Maximizing console surgeon independence during robot-assisted renal surgery by using the Fourth Arm and TilePro.

PURPOSE We describe multiple uses of the fourth robotic arm and TilePro on the da Vinci S surgical system to maximize console surgeon independence from the assistant during robot-assisted renal surgery. MATERIALS AND METHODS We prospectively evaluated the use of the fourth robotic arm and TilePro on the da Vinci S during robot-assisted radical nephrectomy (RRN) and robot-assisted partial nephrectomy (RPN). The fourth robotic arm was used to provide kidney retraction, place the renal hilum on stretch, control vascular structures, apply and remove bulldog clamps during partial nephrectomy, and secure renal capsular stitches. TilePro was used to project intraoperative ultrasonography and preoperative CT images onto the console screen. RESULTS From January 2006 to June 2008, 90 robot-assisted kidney procedures were performed, of which the fourth robotic arm was used in 46 cases (RRN, 18; RPN, 24; nephroureterectomy, 4). The fourth robotic arm facilitated consistent kidney retraction for dissection of the renal hilum and mobilization of the kidney. The robotic Hem-o-Lok clip applier effectively controlled renal hilar vessels during eight RPN cases and secured renal capsular stitches during two RPN cases. Bulldog clamps were successfully applied to the renal artery during RPN using the fourth arm in two cases.

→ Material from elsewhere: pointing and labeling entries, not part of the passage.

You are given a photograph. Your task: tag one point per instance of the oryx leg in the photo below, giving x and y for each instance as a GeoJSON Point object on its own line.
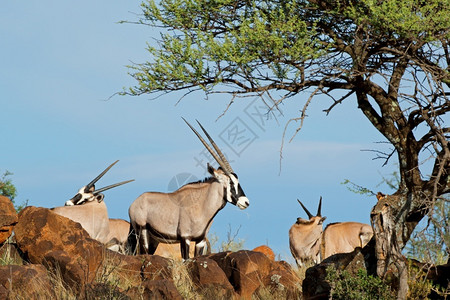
{"type": "Point", "coordinates": [147, 243]}
{"type": "Point", "coordinates": [184, 247]}
{"type": "Point", "coordinates": [200, 247]}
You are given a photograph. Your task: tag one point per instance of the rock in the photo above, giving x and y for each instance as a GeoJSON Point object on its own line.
{"type": "Point", "coordinates": [266, 251]}
{"type": "Point", "coordinates": [245, 270]}
{"type": "Point", "coordinates": [9, 252]}
{"type": "Point", "coordinates": [315, 286]}
{"type": "Point", "coordinates": [160, 290]}
{"type": "Point", "coordinates": [25, 282]}
{"type": "Point", "coordinates": [156, 267]}
{"type": "Point", "coordinates": [8, 218]}
{"type": "Point", "coordinates": [57, 242]}
{"type": "Point", "coordinates": [209, 278]}
{"type": "Point", "coordinates": [283, 279]}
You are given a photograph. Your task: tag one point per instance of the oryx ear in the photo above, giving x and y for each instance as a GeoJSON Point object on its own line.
{"type": "Point", "coordinates": [211, 170]}
{"type": "Point", "coordinates": [303, 221]}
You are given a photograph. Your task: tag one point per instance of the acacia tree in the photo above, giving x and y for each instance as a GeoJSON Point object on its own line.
{"type": "Point", "coordinates": [390, 57]}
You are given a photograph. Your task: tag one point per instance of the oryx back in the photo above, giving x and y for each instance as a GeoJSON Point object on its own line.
{"type": "Point", "coordinates": [344, 237]}
{"type": "Point", "coordinates": [92, 216]}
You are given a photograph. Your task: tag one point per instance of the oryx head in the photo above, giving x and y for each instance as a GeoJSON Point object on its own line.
{"type": "Point", "coordinates": [313, 220]}
{"type": "Point", "coordinates": [225, 175]}
{"type": "Point", "coordinates": [88, 192]}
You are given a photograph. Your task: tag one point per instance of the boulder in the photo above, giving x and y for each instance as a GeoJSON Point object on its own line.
{"type": "Point", "coordinates": [248, 271]}
{"type": "Point", "coordinates": [59, 243]}
{"type": "Point", "coordinates": [209, 278]}
{"type": "Point", "coordinates": [155, 267]}
{"type": "Point", "coordinates": [8, 218]}
{"type": "Point", "coordinates": [315, 286]}
{"type": "Point", "coordinates": [10, 254]}
{"type": "Point", "coordinates": [156, 290]}
{"type": "Point", "coordinates": [25, 282]}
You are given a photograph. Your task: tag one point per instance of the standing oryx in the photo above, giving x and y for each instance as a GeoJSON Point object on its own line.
{"type": "Point", "coordinates": [186, 214]}
{"type": "Point", "coordinates": [309, 242]}
{"type": "Point", "coordinates": [88, 208]}
{"type": "Point", "coordinates": [305, 237]}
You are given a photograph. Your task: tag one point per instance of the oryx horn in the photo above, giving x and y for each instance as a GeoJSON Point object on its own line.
{"type": "Point", "coordinates": [305, 209]}
{"type": "Point", "coordinates": [208, 147]}
{"type": "Point", "coordinates": [320, 207]}
{"type": "Point", "coordinates": [222, 157]}
{"type": "Point", "coordinates": [91, 184]}
{"type": "Point", "coordinates": [111, 186]}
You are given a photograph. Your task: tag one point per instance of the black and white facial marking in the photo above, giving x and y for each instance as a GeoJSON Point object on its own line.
{"type": "Point", "coordinates": [233, 190]}
{"type": "Point", "coordinates": [84, 195]}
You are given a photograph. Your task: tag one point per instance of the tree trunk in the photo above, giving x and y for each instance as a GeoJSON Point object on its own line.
{"type": "Point", "coordinates": [393, 219]}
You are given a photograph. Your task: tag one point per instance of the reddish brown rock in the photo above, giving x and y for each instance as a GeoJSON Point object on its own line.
{"type": "Point", "coordinates": [208, 277]}
{"type": "Point", "coordinates": [10, 254]}
{"type": "Point", "coordinates": [266, 251]}
{"type": "Point", "coordinates": [156, 267]}
{"type": "Point", "coordinates": [245, 270]}
{"type": "Point", "coordinates": [282, 279]}
{"type": "Point", "coordinates": [8, 218]}
{"type": "Point", "coordinates": [250, 271]}
{"type": "Point", "coordinates": [25, 282]}
{"type": "Point", "coordinates": [55, 241]}
{"type": "Point", "coordinates": [157, 290]}
{"type": "Point", "coordinates": [315, 286]}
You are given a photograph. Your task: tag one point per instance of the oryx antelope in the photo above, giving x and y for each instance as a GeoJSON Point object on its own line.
{"type": "Point", "coordinates": [118, 235]}
{"type": "Point", "coordinates": [309, 242]}
{"type": "Point", "coordinates": [186, 214]}
{"type": "Point", "coordinates": [88, 208]}
{"type": "Point", "coordinates": [305, 237]}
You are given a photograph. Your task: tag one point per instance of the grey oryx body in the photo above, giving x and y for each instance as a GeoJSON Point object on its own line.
{"type": "Point", "coordinates": [186, 214]}
{"type": "Point", "coordinates": [305, 237]}
{"type": "Point", "coordinates": [309, 242]}
{"type": "Point", "coordinates": [118, 234]}
{"type": "Point", "coordinates": [88, 208]}
{"type": "Point", "coordinates": [344, 237]}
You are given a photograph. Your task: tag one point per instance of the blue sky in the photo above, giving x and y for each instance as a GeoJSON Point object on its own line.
{"type": "Point", "coordinates": [61, 62]}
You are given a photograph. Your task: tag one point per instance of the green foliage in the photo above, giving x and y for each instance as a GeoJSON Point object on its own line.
{"type": "Point", "coordinates": [431, 238]}
{"type": "Point", "coordinates": [359, 286]}
{"type": "Point", "coordinates": [247, 43]}
{"type": "Point", "coordinates": [232, 243]}
{"type": "Point", "coordinates": [8, 189]}
{"type": "Point", "coordinates": [419, 286]}
{"type": "Point", "coordinates": [357, 189]}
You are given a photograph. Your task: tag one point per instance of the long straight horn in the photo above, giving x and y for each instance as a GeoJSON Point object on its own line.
{"type": "Point", "coordinates": [91, 184]}
{"type": "Point", "coordinates": [208, 147]}
{"type": "Point", "coordinates": [320, 207]}
{"type": "Point", "coordinates": [111, 186]}
{"type": "Point", "coordinates": [305, 209]}
{"type": "Point", "coordinates": [222, 157]}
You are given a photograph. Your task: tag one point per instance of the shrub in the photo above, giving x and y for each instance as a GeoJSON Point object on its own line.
{"type": "Point", "coordinates": [359, 286]}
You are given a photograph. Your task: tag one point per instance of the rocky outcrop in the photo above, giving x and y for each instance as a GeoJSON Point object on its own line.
{"type": "Point", "coordinates": [58, 243]}
{"type": "Point", "coordinates": [266, 251]}
{"type": "Point", "coordinates": [25, 282]}
{"type": "Point", "coordinates": [60, 246]}
{"type": "Point", "coordinates": [316, 287]}
{"type": "Point", "coordinates": [8, 218]}
{"type": "Point", "coordinates": [248, 271]}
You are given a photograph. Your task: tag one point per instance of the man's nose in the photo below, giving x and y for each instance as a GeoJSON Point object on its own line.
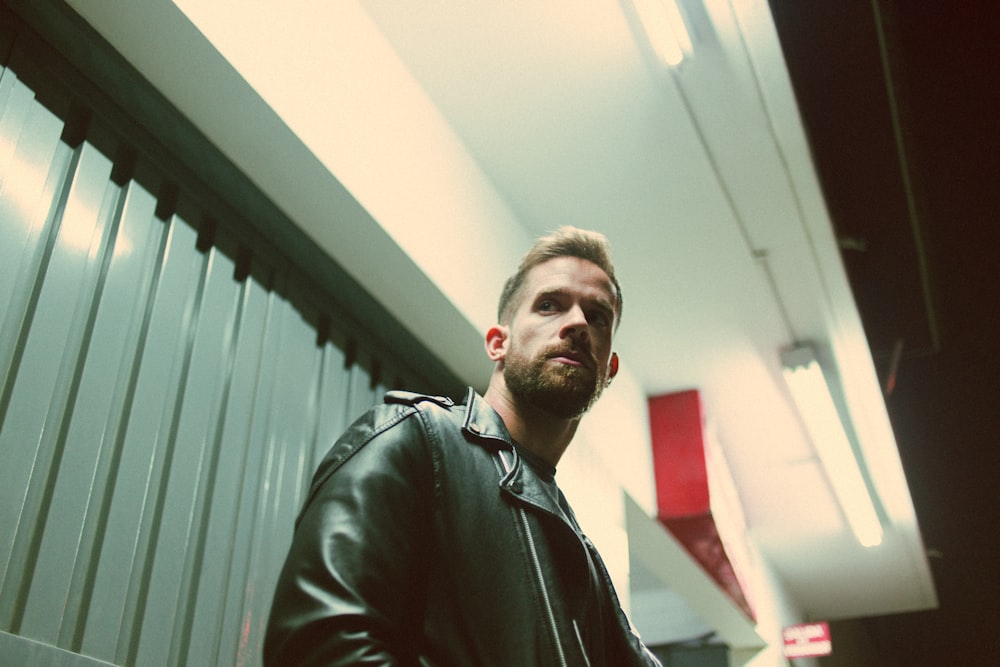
{"type": "Point", "coordinates": [575, 324]}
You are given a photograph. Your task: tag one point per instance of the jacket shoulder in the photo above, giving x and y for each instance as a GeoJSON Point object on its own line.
{"type": "Point", "coordinates": [398, 397]}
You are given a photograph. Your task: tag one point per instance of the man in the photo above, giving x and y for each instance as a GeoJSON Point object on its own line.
{"type": "Point", "coordinates": [434, 533]}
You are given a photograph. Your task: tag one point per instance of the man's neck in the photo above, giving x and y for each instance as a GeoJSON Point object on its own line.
{"type": "Point", "coordinates": [540, 433]}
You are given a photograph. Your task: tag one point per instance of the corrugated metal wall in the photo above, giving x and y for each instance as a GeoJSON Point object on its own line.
{"type": "Point", "coordinates": [160, 415]}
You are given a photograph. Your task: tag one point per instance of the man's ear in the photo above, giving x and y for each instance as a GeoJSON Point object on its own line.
{"type": "Point", "coordinates": [496, 342]}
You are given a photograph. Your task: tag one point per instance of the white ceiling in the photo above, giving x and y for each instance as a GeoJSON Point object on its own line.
{"type": "Point", "coordinates": [700, 175]}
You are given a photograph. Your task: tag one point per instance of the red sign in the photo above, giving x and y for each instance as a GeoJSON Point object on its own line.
{"type": "Point", "coordinates": [807, 640]}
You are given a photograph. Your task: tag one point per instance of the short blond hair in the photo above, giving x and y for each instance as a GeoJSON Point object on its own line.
{"type": "Point", "coordinates": [564, 242]}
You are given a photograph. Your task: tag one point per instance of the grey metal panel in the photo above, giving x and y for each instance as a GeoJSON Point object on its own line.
{"type": "Point", "coordinates": [160, 419]}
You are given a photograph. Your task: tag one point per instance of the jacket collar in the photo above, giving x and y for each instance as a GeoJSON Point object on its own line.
{"type": "Point", "coordinates": [482, 421]}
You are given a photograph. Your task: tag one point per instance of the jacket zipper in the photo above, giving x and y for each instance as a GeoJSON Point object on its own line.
{"type": "Point", "coordinates": [538, 573]}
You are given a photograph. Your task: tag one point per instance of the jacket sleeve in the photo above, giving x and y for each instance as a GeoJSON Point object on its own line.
{"type": "Point", "coordinates": [353, 586]}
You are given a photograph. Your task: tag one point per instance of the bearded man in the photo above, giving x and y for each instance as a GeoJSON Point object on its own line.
{"type": "Point", "coordinates": [434, 534]}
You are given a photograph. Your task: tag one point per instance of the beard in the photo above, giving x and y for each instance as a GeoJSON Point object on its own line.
{"type": "Point", "coordinates": [560, 390]}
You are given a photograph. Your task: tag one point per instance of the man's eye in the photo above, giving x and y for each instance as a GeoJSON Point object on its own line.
{"type": "Point", "coordinates": [599, 318]}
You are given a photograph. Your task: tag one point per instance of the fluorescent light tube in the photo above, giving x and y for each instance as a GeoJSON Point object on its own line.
{"type": "Point", "coordinates": [665, 29]}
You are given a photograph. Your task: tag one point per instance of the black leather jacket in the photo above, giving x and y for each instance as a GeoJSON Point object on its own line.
{"type": "Point", "coordinates": [426, 540]}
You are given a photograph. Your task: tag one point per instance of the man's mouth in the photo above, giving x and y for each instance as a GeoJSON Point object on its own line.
{"type": "Point", "coordinates": [571, 358]}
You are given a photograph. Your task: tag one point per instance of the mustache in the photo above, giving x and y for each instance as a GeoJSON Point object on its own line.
{"type": "Point", "coordinates": [579, 351]}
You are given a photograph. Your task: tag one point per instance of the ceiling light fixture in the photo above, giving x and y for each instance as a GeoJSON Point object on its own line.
{"type": "Point", "coordinates": [819, 413]}
{"type": "Point", "coordinates": [664, 25]}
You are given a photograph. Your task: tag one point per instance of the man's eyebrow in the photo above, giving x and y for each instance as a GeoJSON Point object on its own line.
{"type": "Point", "coordinates": [605, 302]}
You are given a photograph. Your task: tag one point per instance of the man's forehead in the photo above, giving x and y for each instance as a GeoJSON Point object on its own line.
{"type": "Point", "coordinates": [563, 273]}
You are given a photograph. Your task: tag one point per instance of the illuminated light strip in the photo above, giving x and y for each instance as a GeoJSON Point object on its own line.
{"type": "Point", "coordinates": [665, 28]}
{"type": "Point", "coordinates": [819, 413]}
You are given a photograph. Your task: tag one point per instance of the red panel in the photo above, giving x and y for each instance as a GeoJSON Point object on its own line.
{"type": "Point", "coordinates": [677, 430]}
{"type": "Point", "coordinates": [677, 426]}
{"type": "Point", "coordinates": [700, 537]}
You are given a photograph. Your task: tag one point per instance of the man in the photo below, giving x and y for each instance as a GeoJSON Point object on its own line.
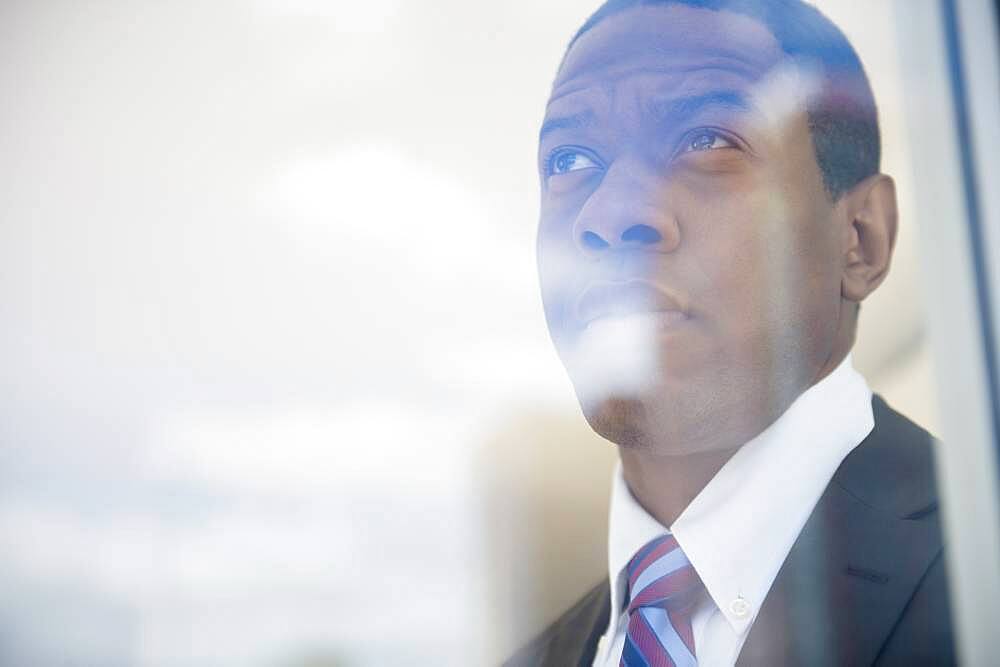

TilePro was used during 22 RPN cases to project intraoperative ultrasonographic images and preoperative CT images onto the console screen as a picture-on-picture image to guide tumor resection. CONCLUSIONS Robotic instruments used with the fourth robotic arm may give the console surgeon greater independence from the assistant during robot-assisted kidney surgery by facilitating steps such as kidney retraction, hilar dissection, and vascular control. The TilePro feature of the da Vinci S can be used to project intraoperative ultrasonography and preoperative imaging onto the console screen, potentially guiding tumor localization and resection during RPN without the need to leave the console to view external images.